In the words of one of my favorite sportswriters, Frank DeFord, “maligned by one segment of America, adored by another, misunderstood by about all of it, Miss America still flows like the Mississippi, drifts amber waves of grain, sounds like the crack of a bat on a baseball, tastes like Mom’s apple pie, and smells like dollar bills.”
The historic Miss America pageant has reinvented itself regularly to remain acceptable and relevant to both contestants and consumers. According to religious scholar Mandy McMichael, while the contestants might see the pageant as a way to formulate their own identities, the actual Miss America pageant is all about sex. But so is everything else in American culture, including sports, beer, music, movies, television, and politics since sex pervades every area of American life. “At their core, Americans want to be desired and desirable. Indeed, it is hard to find anything in American culture that is not about sex or using sex. And yet the lie of sex is that it is never enough. It is empty and shallow and meaningless when it is merely paraded about for consumption in the public sphere.” McMichael goes on to explain that Miss American needed to appear chaste and virginal, even if a ruse. “Miss America was asked to walk a tightrope between acceptable and unacceptable forms of display for ‘respectable’ women.” She could never be naked, but had to be beautiful. But if the Miss America Pageant was only about sex, McMichael reasons, it would have passed away with age. The Miss America pageant, then, is also about entertainment. Miss America used sex to entertain but also combined all the key elements of live theater, game shows, reality tv, drama, and comedy to entertain the viewers. But Miss America is also about competition that required skills, training, and strategy. Looking good was not sufficient. Contestants hired coaches, trained, learned proper ‘form’ and competed against each other. And yet McMichael argues that while the holy trinity of sex, entertainment and competition are a powerful force, religion is the trump card. “Religion capitalizes on all that is American in Miss America. It sanctifies the sex, ritualizes the entertainment, and justifies the competition. Religion makes Miss America.”
While McMichael makes a compelling argument, I’m still ruminating about the power of pageants in today’s American culture. Recently, Tariro Mzezewa wrote an article “What Does it Mean to be Crowned Miss Juneteenth,” and comments that the Juneteenth pageant looks familiar, in that there are sashes, crowns, talents displayed, questions asked, and a scholarship granted to a historically black college or university. But Mzezwea also argues that the Juneteenth pageant holds a deeper meaning for the women, their families, and their communities as a celebration of Black women, community and sisterhood. Kennede Wallace, 2019 Juneteenth pageant winner, is quoted as saying “it’s a reminder that I’m proudly Black and I’m happy about it and I’m strong. A reminder that Black is beautiful. To be ourselves with the hate or without the hate that we experience. A reminder that we’re free.
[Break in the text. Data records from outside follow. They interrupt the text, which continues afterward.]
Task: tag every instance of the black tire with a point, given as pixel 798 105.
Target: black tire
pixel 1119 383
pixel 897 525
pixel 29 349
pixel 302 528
We’re here with a purpose.”
McMichael makes the case that pageants showcase identity formation of the contestants and Mzezewa seems to showcase that the Juneteenth pageant is all about identity formation, and, in this case, the identity and experiences of Black American women. The Juneteenth pageants reveal the significance of pageants reinventing themselves to stay relevant in American culture, but also that sex, entertainment, and competition with a dash of religion still seem to capture America’s attention.
Are pageants a useful way to view the identity formation of women in American culture?
Frank DeFord, There She Is: The Life and Times of Miss America, (New York: Viking Press, 1971).
Mandy McMichael, Miss America’s God: Faith and Identity in America’s Oldest Pageant, (Waco, TX: Baylor University Press, 2019).